Here is what the IEA said in their Executive Summary:
“The role of OPEC countries in quenching the world’s thirst for oil is reduced temporarily over the next 10 years by rising output from the U.S., from oil sands in Canada, from deep water production in Brazil and from natural gas liquids from all around the world. However, by mid-2020, non-OPEC production starts to fall back and countries in the Middle East provide most of the increase in global supply. Overall national oil companies and their host governments control some 80 percent of the world’s proven-plus-probable oil reserves.”
America’s likely surplus combined with a slowdown in the increase of demand will not affect costs of oil and gasoline in a major way. Escalating demand for both will be reflected in Asia and will place a floor under prices. America’s oil companies function in a global market and are not governed to a great extent by the laws of supply and demand in this country. They will sell to the highest bidder worldwide.
IEA indicates that “the need to compensate for declining output from existing oil fields is the major driver for upstream oil investment to 2035…conventional crude output from existing fields is set to fall by more than 40 mb/d by 2035.Of the 790 billion barrels of total production required to meet our projections for demand to 2035, more than half is needed just to offset declining production. According to the NY Times, IEA conclusions are generally shared by the EIA; that is, today’s rapid oil production from shale will continue for a relatively short time and then slow rapidly. IEA indicated the slowdown will occur in the mid-twenties, EIA by the late teens.
IEA’s and EIA’s analysis should not generate a bipolar response or create a need for a regimen of pills to cure projection related manic depression. It’s only a projection. Take a deep breath and count to ten. Next year it will likely change because of “complex variables ” including but not limited to changing world demand, Middle East tension, new technology and the use of alternative fuels.
Until we get better at projection, let’s applaud IEA and EIA’s professionals. At a minimum, they are honestly and artistically responding to lots of unknowns. Paraphrasing the comedian Ilka Chase (and changing a word or two) projectionist’s minds are cleaner because they change them so often…
Just kidding!
Their efforts should at least reinforce the need to think through transportation fuel strategies and act with all reasonable speed on what I would consider, at least, low hanging fruit. For example, a coordinated campaign by the public, nonprofit and private sector to encourage the federal government to approve methanol as a fuel would be a good first step. Federal acquiescence, if combined with simultaneous certification of low cost kits to convert existing vehicles to flex fuel cars could provide the framework for an effective transitional fuel strategy.
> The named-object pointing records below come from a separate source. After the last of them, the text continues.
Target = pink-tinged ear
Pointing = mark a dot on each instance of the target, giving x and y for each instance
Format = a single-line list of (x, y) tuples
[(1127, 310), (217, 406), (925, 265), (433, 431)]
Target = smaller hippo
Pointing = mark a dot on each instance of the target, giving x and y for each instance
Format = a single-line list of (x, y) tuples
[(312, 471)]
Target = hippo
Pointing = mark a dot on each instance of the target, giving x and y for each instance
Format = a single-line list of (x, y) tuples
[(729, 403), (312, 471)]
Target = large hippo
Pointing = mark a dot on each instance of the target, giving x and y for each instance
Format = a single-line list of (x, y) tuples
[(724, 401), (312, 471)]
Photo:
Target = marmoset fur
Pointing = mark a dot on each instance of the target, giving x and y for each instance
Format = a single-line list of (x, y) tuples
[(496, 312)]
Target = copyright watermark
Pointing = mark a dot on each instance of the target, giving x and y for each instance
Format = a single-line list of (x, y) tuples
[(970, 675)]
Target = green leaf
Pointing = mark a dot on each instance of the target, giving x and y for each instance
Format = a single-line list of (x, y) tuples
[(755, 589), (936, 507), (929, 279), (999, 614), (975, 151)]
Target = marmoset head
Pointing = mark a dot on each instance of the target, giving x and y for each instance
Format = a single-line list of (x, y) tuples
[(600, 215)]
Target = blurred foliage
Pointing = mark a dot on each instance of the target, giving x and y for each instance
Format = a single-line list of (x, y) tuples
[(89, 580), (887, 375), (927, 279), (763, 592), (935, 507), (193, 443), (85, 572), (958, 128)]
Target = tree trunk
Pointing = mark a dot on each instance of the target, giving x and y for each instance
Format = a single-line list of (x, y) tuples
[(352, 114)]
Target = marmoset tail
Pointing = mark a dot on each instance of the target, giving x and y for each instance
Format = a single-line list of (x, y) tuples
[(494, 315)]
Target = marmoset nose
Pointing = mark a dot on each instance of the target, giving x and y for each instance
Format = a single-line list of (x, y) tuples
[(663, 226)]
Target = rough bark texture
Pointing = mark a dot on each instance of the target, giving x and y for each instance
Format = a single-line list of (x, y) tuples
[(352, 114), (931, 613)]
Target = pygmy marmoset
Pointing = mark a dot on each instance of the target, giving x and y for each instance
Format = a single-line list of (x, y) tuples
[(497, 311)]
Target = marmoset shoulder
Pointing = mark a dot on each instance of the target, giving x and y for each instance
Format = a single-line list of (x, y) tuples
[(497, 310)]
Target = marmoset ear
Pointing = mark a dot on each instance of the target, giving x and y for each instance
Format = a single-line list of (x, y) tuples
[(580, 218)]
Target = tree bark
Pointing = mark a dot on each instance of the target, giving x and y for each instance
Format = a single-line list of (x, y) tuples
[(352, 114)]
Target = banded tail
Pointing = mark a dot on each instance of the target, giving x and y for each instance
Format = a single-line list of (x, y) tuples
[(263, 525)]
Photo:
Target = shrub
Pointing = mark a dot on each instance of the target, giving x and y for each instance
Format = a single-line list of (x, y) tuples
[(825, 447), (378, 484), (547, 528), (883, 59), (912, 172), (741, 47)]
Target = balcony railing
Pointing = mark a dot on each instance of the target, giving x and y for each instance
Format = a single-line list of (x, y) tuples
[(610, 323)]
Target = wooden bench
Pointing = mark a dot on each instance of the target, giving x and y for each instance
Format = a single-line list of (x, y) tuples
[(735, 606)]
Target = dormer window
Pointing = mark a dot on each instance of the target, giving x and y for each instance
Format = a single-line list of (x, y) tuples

It, likely, will take from five to ten years before electric and or hydrogen powered vehicles will be able to reach the budgets and driving needs of most low, and moderate income Americans. Even when renewable fuel powered new vehicles reach a mass market, the technology will not be able to change the gasoline dependent older vehicles. In this context, alternative transitional fuels could, with the addition of an increased number of conveniently located fuel stations and stimulated by new demand, offer competition to oil company restricted gas-only stations and consumers a choice of fuels. America would be better off economically and environmentally. Consumers would secure a more predictable, probably lower price for fuel at competitive pumps and charging stations. The nation would be less dependent on imported oil.